November 30, 2021
Are you truly a disciple of Jesus? Perhaps a better question is this: does Jesus recognize you as one of His disciples? Many people claim to be His followers, but simply saying it doesn’t make it so. Jesus has told us who His disciples are. “So Jesus was saying to those Jews who had believed in Him, ‘If you abide in My word, then you are truly disciples of Mine’” (John 8:31, NASB) Notice that this is a conditional statement. If we abide in His word, then we are truly His disciples. To abide in the word is to live in it and continue in it. Abiding in His word is to long for the pure milk of the word. It is to meditate on His word. And very importantly, it is to unite what we hear with faith and to obey His word.
It is of utmost importance that we learn to abide in His word in our daily lives. We need to make time to hear and to cherish our Father’s words! It is also of utmost importance that we abide in His word in our classes and worship services. Remember, the word of God will perform its work in us who believe (1 Thessalonians 2:13). The word of God is living, active, sharper than any two-edged sword, and can pierce us deeply in our inner being (Hebrews 4:12). The words of Jesus are spirit and they are life (John 6:63). It is His word, then, that we need to cherish, uphold, and abide in, both in our personal lives and in our assemblies. This is what true disciples of His will strive for.
May we all be true disciples of Jesus and abide in His word! May God help us to be still, to listen, to apply, and to let His word work powerfully in us!
— Scott Colvin
September 18, 2020
The tabloid press continually report on beautiful people who went under the knife to be more beautiful. They went under the knife of cosmetic surgery pursuing a vision of outer perfection. Although such surgery seems extreme, all of us would willingly consent to surgery when our life or health is at stake. None of us like it, but we are willing to go under the knife.
But there is a surgery more important than the ones to enhance outward beauty or repair physical health. This surgeon wields more than a scalpel. He wields a sword.
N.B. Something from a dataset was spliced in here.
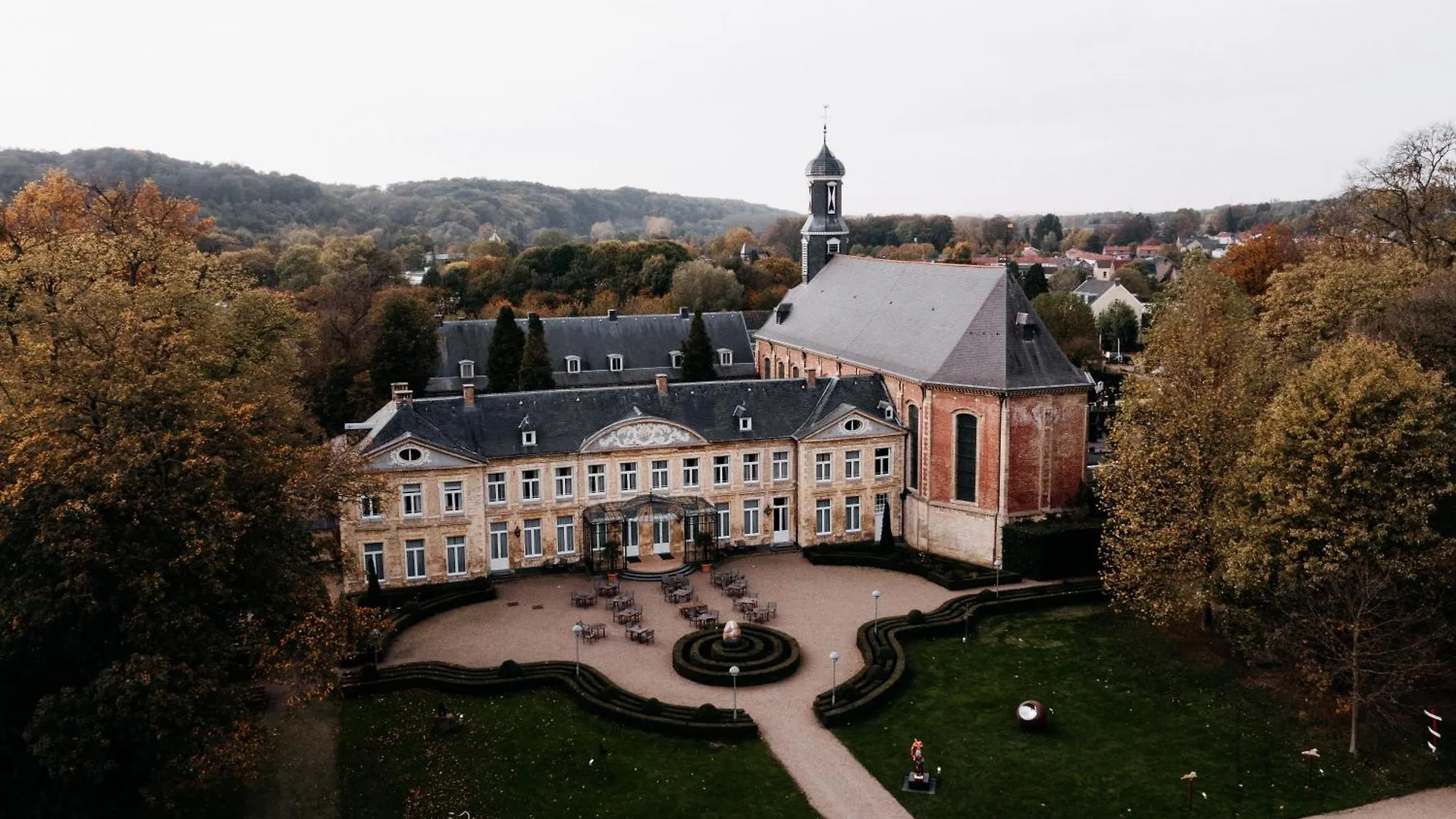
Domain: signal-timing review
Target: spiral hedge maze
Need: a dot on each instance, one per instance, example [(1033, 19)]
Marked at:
[(884, 654), (762, 654), (596, 691)]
Let us therefore strive to enter that rest, so that no one may fall by the same sort of disobedience. For the word of God is living and active, sharper than any two-edged sword, piercing to the division of soul and of spirit, of joints and of marrow, and discerning the thoughts and intentions of the heart. And no creature is hidden from his sight, but all are naked and exposed to the eyes of him to whom we must give account. Hebrews 4:11–13, ESV
The message about the sword is bracketed by some important ideas. We are to strive to enter the rest which is heaven itself, and we are warned that this rest can be missed by disobedience. At the end, we are told that everything about us is exposed to God before whom we must give account. God has already seen all our spiritual x-rays, CAT scans, and MRIs. There is nothing about us that he doesn’t already know. We shouldn’t play games or think we can hide. Faking it leads to disaster even if others buy our sham.
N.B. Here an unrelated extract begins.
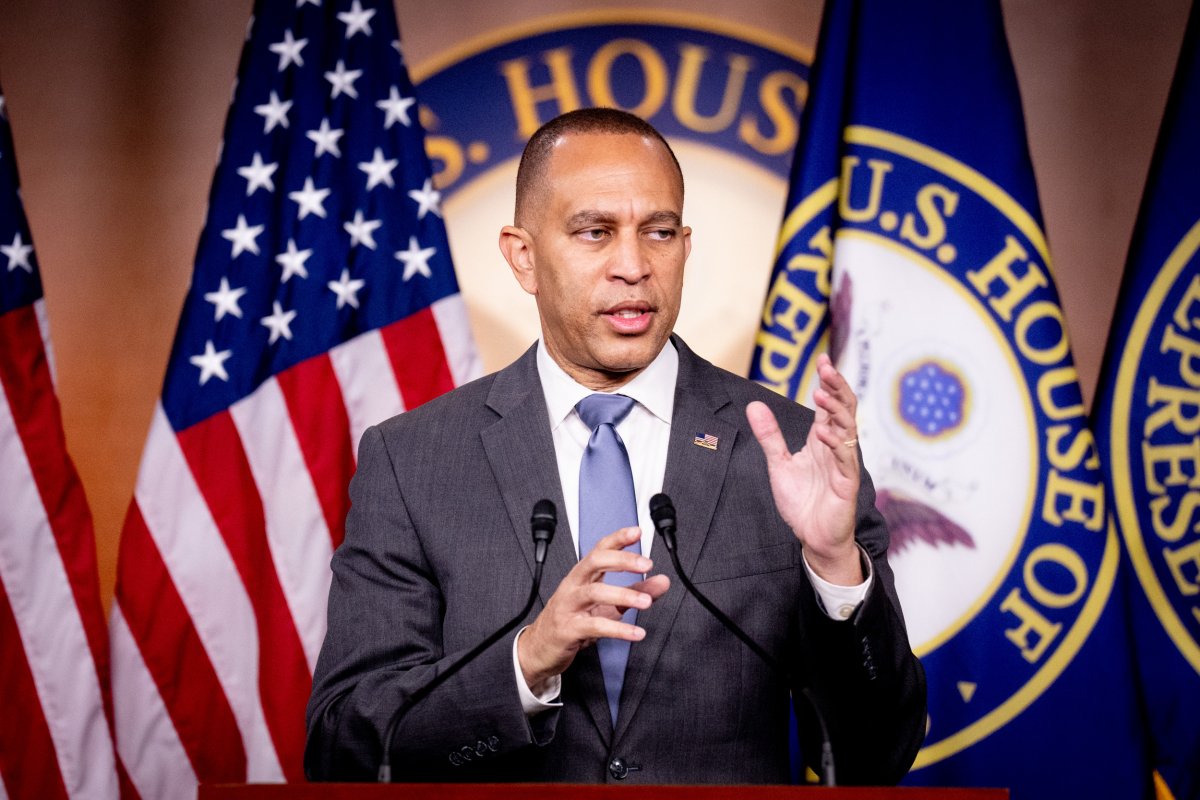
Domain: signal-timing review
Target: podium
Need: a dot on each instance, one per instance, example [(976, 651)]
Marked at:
[(577, 792)]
The point of sword is that it pierces. The sword of the word can pierce all the way to our thoughts and intentions. God has always wanted our hearts (Deuteronomy 6:5). God has always wanted his law written on our hearts (Jeremiah 31:33). This is surgery to make us more beautiful on the inside. This is surgery to correct our failing spiritual health. Without it, we will spiritually die. The surgeon wants us more obedient, more holy. The word’s penetration into our heart is to make us more like the one we are following – Jesus, the founder and perfecter of our faith (Hebrews 12:2).
Hebrews reveals all too clearly that there have been others who have heard the word and responded with hardened hearts (3:7-8). We have a spiritual surgeon who wants to penetrate all the way to thoughts and intentions. He wants to make us more beautiful on the inside. He wants to make us more like Him. Are we willing to go under the knife?